No âmbito concreto do AVC, as repercussões desta situação foram evidentes. Logo nos primeiros meses de confinamento, um inquérito realizado pela Sociedade Portuguesa do Acidente Vascular Cerebral junto de 32 hospitais portugueses, mostrou que em metade deles se registou uma redução de 25 a 50% no número de internamentos por AVC, evidenciando o receio de recurso aos serviços de saúde. Por outro lado, os doentes chegavam tarde aos hospitais, numa fase em que muitos dos tratamentos decisivos para evitar as consequências do AVC já não são passíveis de ser realizados. Muitos chegavam já com complicações que contribuíram para um prognóstico menos favorável e limitaram o potencial de recuperação dos sobreviventes. Simultaneamente assistiu-se a uma redução dos, já habitualmente deficitários, meios destinados à reabilitação em paralelo com a das respostas sociais indispensáveis à fundamental recuperação e reintegração familiar e social dos sobreviventes de AVC. Por último, também a dimensão da prevenção foi afectada a diversos níveis, quer pelo compromisso do seguimento regular dos doentes em consultas nos Cuidados de Saúde Primários, pelo descurar do controlo dos factores de risco e até pelas restrições à circulação de pessoas e a interrupção de actividades desportivas fundamentais para a manutenção de um estilo de vida saudável.
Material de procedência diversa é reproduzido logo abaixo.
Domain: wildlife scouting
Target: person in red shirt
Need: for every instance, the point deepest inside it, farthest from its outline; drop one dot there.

Neste contexto, foi fundamental a rápida resposta de profissionais e instituições de saúde em diversas dimensões. Reforçaram-se campanhas de divulgação destinadas à população, criaram-se formas alternativas de contacto e seguimento dos doentes, nomeadamente com recurso à telemedicina, optimizaram-se circuitos hospitalares para manter a resposta na fase aguda do AVC. Dispomos assim de todos os meios para fazer face às necessidades de saúde da população.
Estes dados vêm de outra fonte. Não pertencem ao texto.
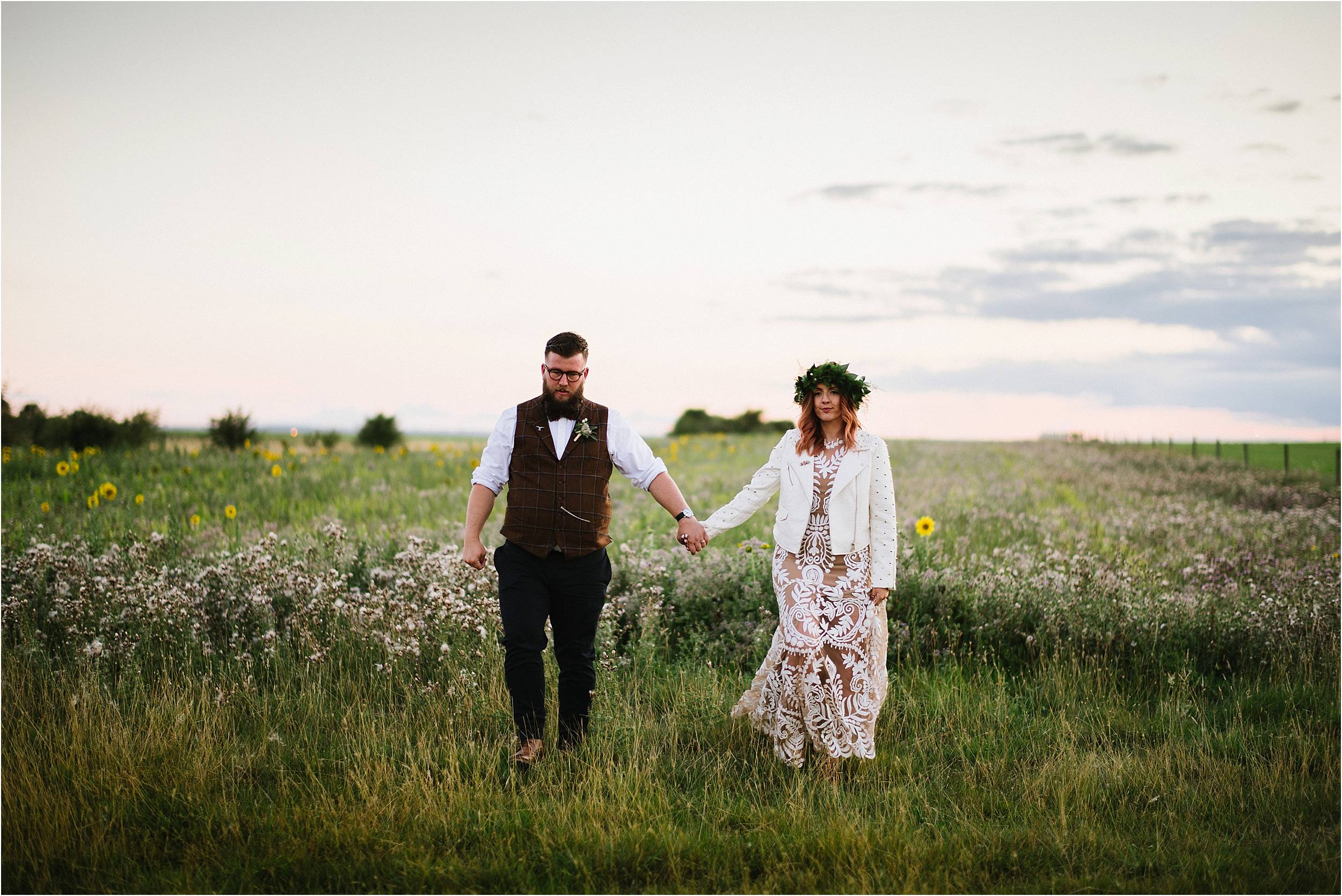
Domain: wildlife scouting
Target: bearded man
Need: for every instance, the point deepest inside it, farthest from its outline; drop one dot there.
(556, 452)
É fundamental que todos saibam que é seguro, para além de fundamental procurar ajuda. As pessoas não devem adiar as suas consultas e exames e, em situações de urgência, não devem hesitar em contactar as linhas de emergência e recorrer aos serviços hospitalares. Só prevenindo, identificando precocemente, tratando e reabilitando adequadamente conseguiremos diminuir o impacto do AVC e das doenças cerebrovasculares na população.
Da mesma forma que a covid-19 não é o fim da linha para a humanidade, o AVC também não o será para cada doente se utilizarmos as armas mais adequadas para o combater. E para isso é fundamental um esforço concertado de todos. Tal como no caso de José António é necessário agir rápido e sem hesitações para que todos os elos da cadeia possam funcionar e os doentes possam ter os melhores cuidados em cada momento. Porque cada minuto conta na resposta ao AVC! Porque “tempo é cérebro”!